Dulu, dulu sekali, aku memang petarung dan penantang sejati yang bodoh. Aku pernah menempuh 12 jam perjalanan darat-laut sendiri hanya untuk bertemu dengan seseorang. Tapi malah mendapat sebuah kepastian yang baru aku sadari hari ini.
Singkat cerita, setelah aku membereskan urusanku dan ia dengan urusannya, kami memutuskan bertemu dan berkeliling kota. Dibakar panas kota Denpasar, tak kunjung jua kami sampai di satu tempat.
"Ini kita mau ke mana, sih, Mas?" tanyaku dari jok belakang. Bingung dengan jalanan asing yang sepertinya sudah dilewati dua hingga tiga kali.
"Gatau, nyasar aja dulu," jawabnya ringan.

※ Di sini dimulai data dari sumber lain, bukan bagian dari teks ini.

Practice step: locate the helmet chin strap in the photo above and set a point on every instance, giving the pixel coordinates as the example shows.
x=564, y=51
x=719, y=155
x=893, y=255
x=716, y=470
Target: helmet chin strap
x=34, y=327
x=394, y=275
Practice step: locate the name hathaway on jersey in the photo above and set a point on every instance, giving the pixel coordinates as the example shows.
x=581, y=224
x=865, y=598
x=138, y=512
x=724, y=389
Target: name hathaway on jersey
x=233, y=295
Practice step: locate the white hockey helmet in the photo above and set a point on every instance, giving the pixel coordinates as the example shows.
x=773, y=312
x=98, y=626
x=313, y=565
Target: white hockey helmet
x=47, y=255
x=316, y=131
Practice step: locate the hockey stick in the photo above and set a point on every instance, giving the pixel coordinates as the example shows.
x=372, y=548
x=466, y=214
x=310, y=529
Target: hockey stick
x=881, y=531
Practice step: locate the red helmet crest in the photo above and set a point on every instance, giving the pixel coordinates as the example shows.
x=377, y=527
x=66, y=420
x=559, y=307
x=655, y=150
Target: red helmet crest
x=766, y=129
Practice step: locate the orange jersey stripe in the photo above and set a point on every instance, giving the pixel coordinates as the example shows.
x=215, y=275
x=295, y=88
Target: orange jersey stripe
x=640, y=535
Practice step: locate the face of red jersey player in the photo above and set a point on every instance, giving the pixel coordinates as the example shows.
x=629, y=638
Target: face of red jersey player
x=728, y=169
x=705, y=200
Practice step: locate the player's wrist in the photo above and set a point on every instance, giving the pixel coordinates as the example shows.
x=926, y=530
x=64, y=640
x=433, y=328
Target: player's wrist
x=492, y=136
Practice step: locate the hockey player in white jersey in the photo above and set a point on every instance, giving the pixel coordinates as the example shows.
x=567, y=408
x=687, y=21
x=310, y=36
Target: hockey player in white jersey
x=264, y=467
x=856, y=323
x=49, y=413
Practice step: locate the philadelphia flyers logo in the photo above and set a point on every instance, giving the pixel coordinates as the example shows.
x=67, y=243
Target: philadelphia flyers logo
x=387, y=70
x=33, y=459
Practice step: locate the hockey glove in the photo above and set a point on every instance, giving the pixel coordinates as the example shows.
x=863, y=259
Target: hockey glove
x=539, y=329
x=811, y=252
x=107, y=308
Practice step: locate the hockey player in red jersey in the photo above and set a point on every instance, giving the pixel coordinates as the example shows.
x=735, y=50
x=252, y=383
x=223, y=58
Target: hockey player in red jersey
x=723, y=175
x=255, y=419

Kala itu aku hanya mengiyakan. Apalagi ditambah dengan celotehnya tentang betapa indahnya berkeliling kota tanpa tujuan.
Entah aku yang naif, atau memang kami berdua masih sama-sama remaja 20an, kami menikmati berjalan tanpa tujuan dan aku tak menangkap sebuah kepastian yang tersirat dari pertanyaan tersebut.
Tahun-tahun berlalu, dua-tiga manusia tukar temu. Aku terobsesi dengan perjalanan-perjalanan tanpa tujuan. Dalam satu-dua cerita, aku menggubah namaku menjadi nama kota yang tak menjanjikan pulang. Aku bakar waktu dengan keentahan.
Hari ini, delapan tahun kemudian, keberanian itu masih ada. Aku datangi kota-kota orang. Aku bertarung dengan rasa asing. Aku tantang perjalanan. Aku tebas waktu. Aku bunuh Kelana-Kelana tanpa tuju.